While reconstructing the history of the socio-psychological and aesthetic theory of social roles, a thing that is striking is the subtle dialectics between continuities and discontinuities of a highly important theoretical canon, one of the most prolific resources of today's human sciences. When we talk about discontinuities, we mean that the explanatory patterns of the Chicago School, the one that endowed this theory with its contemporary magnitude, have been aesthetically intermediated by the reception of the thought tradition represented by Georg Simmel and Wilhelm Dilthey – a tradition that, at its turn, descended up to the model of the role plurality of the early Romanticism. These connections between the representatives of the Chicago School and German sociology, between Robert E. Park or H.R. Mead and G. Simmel or W. Dilthey have been obliterated in the proper sociological research.

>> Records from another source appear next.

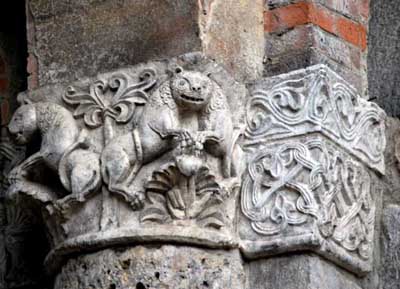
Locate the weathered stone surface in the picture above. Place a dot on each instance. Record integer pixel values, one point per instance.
(384, 56)
(75, 39)
(298, 271)
(154, 267)
(390, 255)
(310, 140)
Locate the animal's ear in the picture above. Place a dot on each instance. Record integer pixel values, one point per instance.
(23, 98)
(175, 69)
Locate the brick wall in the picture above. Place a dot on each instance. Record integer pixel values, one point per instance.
(305, 32)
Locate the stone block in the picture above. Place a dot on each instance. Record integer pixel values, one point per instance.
(75, 39)
(298, 271)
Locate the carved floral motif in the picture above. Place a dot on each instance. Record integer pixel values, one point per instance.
(298, 183)
(310, 140)
(318, 101)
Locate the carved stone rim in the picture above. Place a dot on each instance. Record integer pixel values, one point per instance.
(313, 242)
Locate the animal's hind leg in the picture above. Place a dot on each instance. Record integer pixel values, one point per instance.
(120, 166)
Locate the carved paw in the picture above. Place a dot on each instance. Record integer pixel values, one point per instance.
(16, 174)
(204, 136)
(137, 200)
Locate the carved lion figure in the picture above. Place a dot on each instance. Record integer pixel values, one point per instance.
(59, 134)
(188, 111)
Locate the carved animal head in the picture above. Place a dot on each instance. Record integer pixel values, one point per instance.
(23, 124)
(191, 90)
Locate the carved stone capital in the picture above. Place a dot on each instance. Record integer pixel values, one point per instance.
(314, 148)
(161, 152)
(149, 153)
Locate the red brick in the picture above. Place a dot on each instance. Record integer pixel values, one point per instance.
(2, 65)
(286, 17)
(352, 32)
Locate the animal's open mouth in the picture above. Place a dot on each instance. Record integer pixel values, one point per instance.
(19, 138)
(190, 98)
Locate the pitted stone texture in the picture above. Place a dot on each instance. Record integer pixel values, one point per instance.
(154, 267)
(233, 34)
(390, 263)
(298, 271)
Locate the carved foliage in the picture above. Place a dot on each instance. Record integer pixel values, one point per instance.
(175, 195)
(318, 100)
(310, 184)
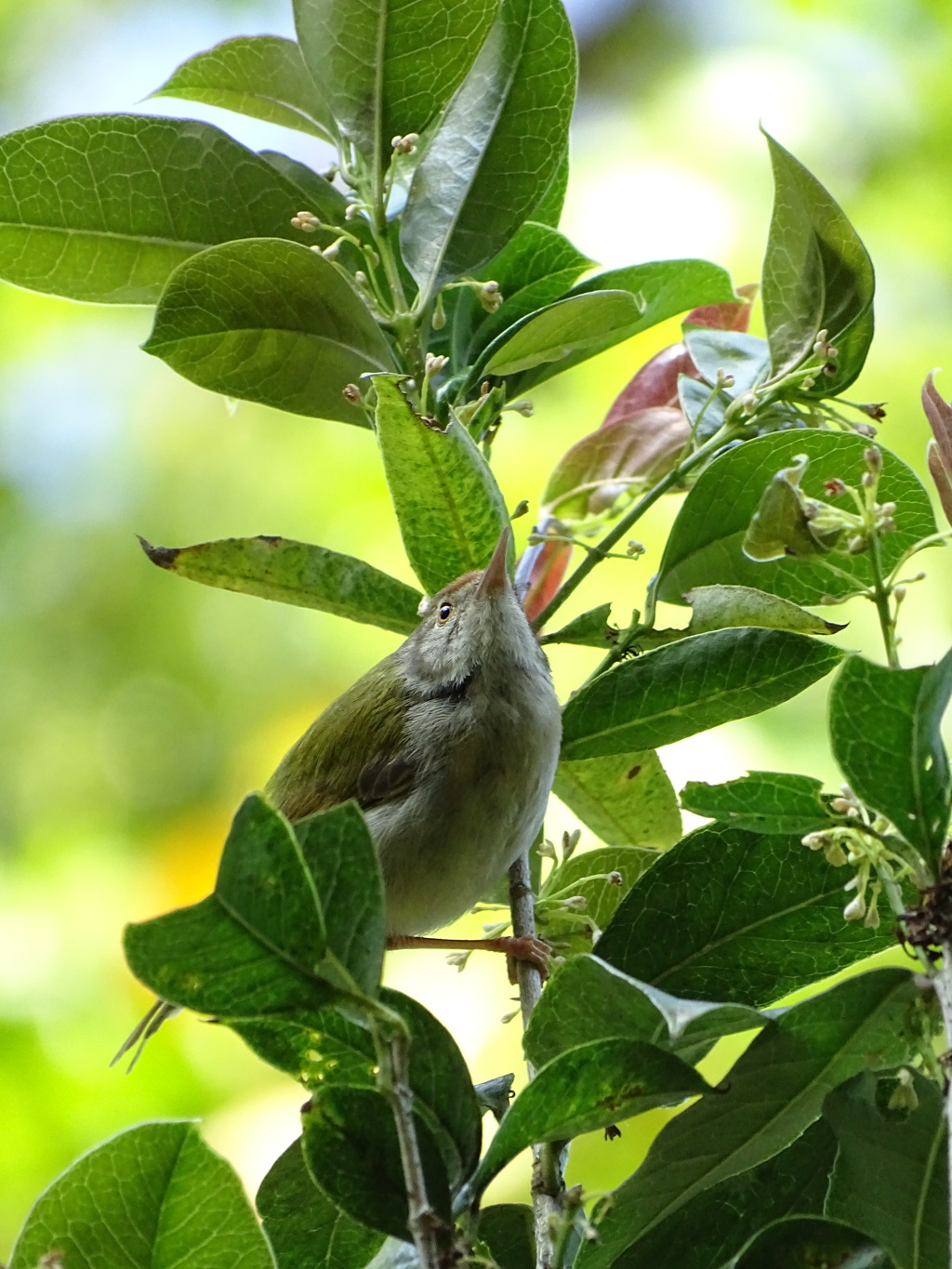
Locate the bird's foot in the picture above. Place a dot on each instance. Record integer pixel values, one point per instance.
(527, 948)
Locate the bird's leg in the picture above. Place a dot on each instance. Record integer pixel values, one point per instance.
(527, 948)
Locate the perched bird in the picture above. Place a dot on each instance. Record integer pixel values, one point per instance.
(450, 747)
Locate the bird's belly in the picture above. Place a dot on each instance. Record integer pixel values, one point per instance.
(476, 810)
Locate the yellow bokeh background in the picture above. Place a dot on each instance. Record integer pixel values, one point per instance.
(138, 708)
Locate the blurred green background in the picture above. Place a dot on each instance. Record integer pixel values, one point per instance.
(138, 708)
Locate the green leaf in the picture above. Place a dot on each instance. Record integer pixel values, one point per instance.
(584, 1089)
(351, 1151)
(589, 1000)
(343, 866)
(589, 629)
(562, 329)
(190, 1209)
(760, 802)
(299, 574)
(663, 289)
(535, 268)
(705, 545)
(509, 1233)
(271, 323)
(765, 919)
(806, 1241)
(325, 1047)
(302, 1224)
(104, 207)
(626, 799)
(386, 69)
(817, 275)
(774, 1091)
(707, 1231)
(263, 76)
(892, 1174)
(497, 146)
(447, 501)
(885, 735)
(688, 687)
(264, 943)
(586, 877)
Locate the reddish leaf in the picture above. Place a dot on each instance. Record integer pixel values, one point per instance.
(542, 569)
(734, 315)
(602, 466)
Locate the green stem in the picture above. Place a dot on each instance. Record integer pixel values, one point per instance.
(598, 553)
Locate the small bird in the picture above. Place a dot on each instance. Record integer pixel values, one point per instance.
(450, 747)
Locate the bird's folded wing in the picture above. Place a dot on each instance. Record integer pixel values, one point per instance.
(355, 749)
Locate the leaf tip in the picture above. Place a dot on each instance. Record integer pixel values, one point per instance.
(163, 556)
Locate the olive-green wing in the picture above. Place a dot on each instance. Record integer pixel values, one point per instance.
(355, 749)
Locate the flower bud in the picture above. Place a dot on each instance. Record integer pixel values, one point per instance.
(854, 909)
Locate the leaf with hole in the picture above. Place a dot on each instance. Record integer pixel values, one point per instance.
(885, 730)
(299, 574)
(765, 919)
(690, 685)
(190, 1209)
(271, 323)
(705, 545)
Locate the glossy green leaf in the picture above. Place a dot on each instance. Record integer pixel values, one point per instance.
(662, 288)
(774, 1091)
(104, 207)
(885, 735)
(626, 799)
(744, 357)
(377, 72)
(190, 1209)
(447, 501)
(259, 75)
(808, 1241)
(563, 327)
(497, 146)
(688, 687)
(705, 545)
(302, 1226)
(535, 268)
(326, 1047)
(707, 1231)
(589, 998)
(765, 919)
(892, 1174)
(299, 574)
(817, 275)
(583, 1089)
(271, 323)
(343, 866)
(760, 802)
(351, 1151)
(509, 1233)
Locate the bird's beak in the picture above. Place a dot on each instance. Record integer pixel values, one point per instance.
(496, 579)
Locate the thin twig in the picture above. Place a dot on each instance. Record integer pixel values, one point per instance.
(944, 990)
(392, 1046)
(548, 1183)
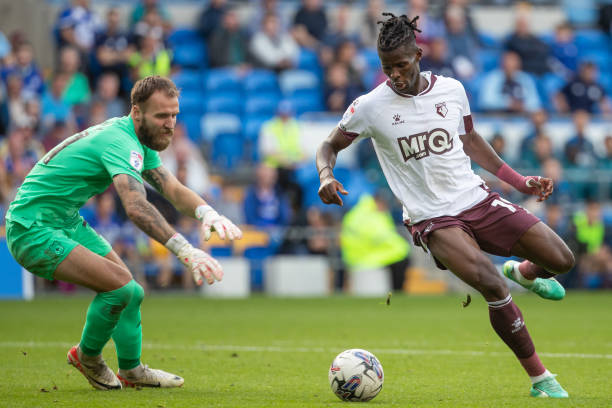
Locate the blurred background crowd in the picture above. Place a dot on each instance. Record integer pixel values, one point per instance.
(263, 81)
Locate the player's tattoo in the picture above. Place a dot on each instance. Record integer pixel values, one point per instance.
(157, 178)
(141, 212)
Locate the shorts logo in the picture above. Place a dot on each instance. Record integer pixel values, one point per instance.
(55, 249)
(441, 109)
(136, 160)
(418, 146)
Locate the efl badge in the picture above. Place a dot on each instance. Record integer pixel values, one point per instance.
(441, 109)
(136, 160)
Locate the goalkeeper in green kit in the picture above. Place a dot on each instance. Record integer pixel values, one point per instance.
(48, 237)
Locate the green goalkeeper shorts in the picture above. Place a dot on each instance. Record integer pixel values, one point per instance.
(41, 248)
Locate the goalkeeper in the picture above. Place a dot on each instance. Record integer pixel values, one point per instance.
(48, 237)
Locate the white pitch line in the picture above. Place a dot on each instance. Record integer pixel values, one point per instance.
(279, 349)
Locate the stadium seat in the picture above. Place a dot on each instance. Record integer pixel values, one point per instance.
(227, 150)
(292, 80)
(260, 80)
(261, 104)
(188, 80)
(183, 35)
(222, 80)
(190, 55)
(213, 124)
(223, 103)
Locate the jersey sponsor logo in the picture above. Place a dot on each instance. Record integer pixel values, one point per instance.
(441, 109)
(436, 141)
(136, 160)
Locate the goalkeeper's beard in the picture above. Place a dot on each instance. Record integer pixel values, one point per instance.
(154, 138)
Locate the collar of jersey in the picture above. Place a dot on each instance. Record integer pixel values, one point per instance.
(431, 78)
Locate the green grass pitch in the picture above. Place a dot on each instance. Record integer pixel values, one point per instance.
(270, 352)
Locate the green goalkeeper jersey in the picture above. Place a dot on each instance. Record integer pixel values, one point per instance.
(78, 168)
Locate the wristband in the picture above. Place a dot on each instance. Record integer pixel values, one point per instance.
(175, 243)
(201, 210)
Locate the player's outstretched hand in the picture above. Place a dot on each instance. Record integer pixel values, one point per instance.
(540, 186)
(201, 264)
(212, 221)
(328, 192)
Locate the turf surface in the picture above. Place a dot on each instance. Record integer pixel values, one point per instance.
(267, 352)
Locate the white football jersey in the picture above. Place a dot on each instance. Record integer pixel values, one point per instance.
(416, 139)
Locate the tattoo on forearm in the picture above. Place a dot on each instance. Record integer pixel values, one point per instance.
(141, 212)
(156, 177)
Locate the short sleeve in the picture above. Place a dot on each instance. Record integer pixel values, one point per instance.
(123, 158)
(465, 124)
(354, 121)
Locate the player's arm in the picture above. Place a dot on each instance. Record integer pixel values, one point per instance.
(188, 202)
(479, 150)
(146, 217)
(326, 160)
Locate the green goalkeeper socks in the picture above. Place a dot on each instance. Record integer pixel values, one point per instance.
(102, 317)
(128, 333)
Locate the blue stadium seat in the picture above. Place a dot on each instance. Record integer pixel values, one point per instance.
(227, 150)
(262, 104)
(192, 124)
(224, 103)
(191, 101)
(183, 35)
(188, 79)
(190, 55)
(295, 79)
(260, 80)
(222, 80)
(213, 124)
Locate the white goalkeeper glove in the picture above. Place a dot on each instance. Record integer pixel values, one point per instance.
(211, 220)
(201, 264)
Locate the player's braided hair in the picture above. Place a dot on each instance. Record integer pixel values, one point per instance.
(396, 31)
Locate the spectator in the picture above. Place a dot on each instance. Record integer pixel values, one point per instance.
(77, 90)
(280, 146)
(369, 26)
(151, 59)
(437, 60)
(113, 46)
(579, 151)
(53, 107)
(533, 52)
(339, 91)
(583, 92)
(273, 49)
(509, 89)
(310, 24)
(228, 44)
(77, 25)
(211, 18)
(564, 48)
(26, 68)
(107, 93)
(369, 240)
(463, 47)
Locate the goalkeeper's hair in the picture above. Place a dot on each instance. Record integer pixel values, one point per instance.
(397, 31)
(147, 86)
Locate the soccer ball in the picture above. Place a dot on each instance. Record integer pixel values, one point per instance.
(356, 375)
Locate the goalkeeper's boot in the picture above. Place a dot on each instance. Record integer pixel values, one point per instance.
(143, 376)
(546, 288)
(99, 375)
(548, 387)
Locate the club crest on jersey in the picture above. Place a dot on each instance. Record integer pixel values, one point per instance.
(441, 109)
(436, 141)
(136, 160)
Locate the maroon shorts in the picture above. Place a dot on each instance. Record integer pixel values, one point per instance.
(494, 223)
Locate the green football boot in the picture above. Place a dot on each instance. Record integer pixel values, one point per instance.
(546, 288)
(548, 388)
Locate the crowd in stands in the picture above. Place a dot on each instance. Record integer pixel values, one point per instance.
(244, 82)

The role theory was reimported and reinvented in Europe thanks to Ralf Dahrendorf and Bernard Lahire, inspired by the literary works of Robert Musil, Ernst Mach and Marcel Proust. The paths to conceptual transformation from the incipient aesthetic role theory and up to the sociological theories of role behavior, partly redeemed by sociology, have, however, been “forgotten” by the field of aesthetics, by the theories of fiction or the theory of the novel. Surprisingly so, the new French and German novel of the 1960s and 1970s seems to independently rediscover the initial meanings of the theoretical concepts of “role” and “social play”. The continuity of the theoretical canon considers this scattered redemption of certain theoretical literary ideas, a phenomenon constantly dealt with by the history of ideas. Therefore, the fall of such patterns from thought systems that are rigorously conceptualized in the public discourse and from here, in literature is not always fatal. This paper follows this parallelism between what is happening with the idea of role and identity in human sciences, fiction and literary theory.

Keywords: role identity, personal identity, social identity, communist society, history of ideas.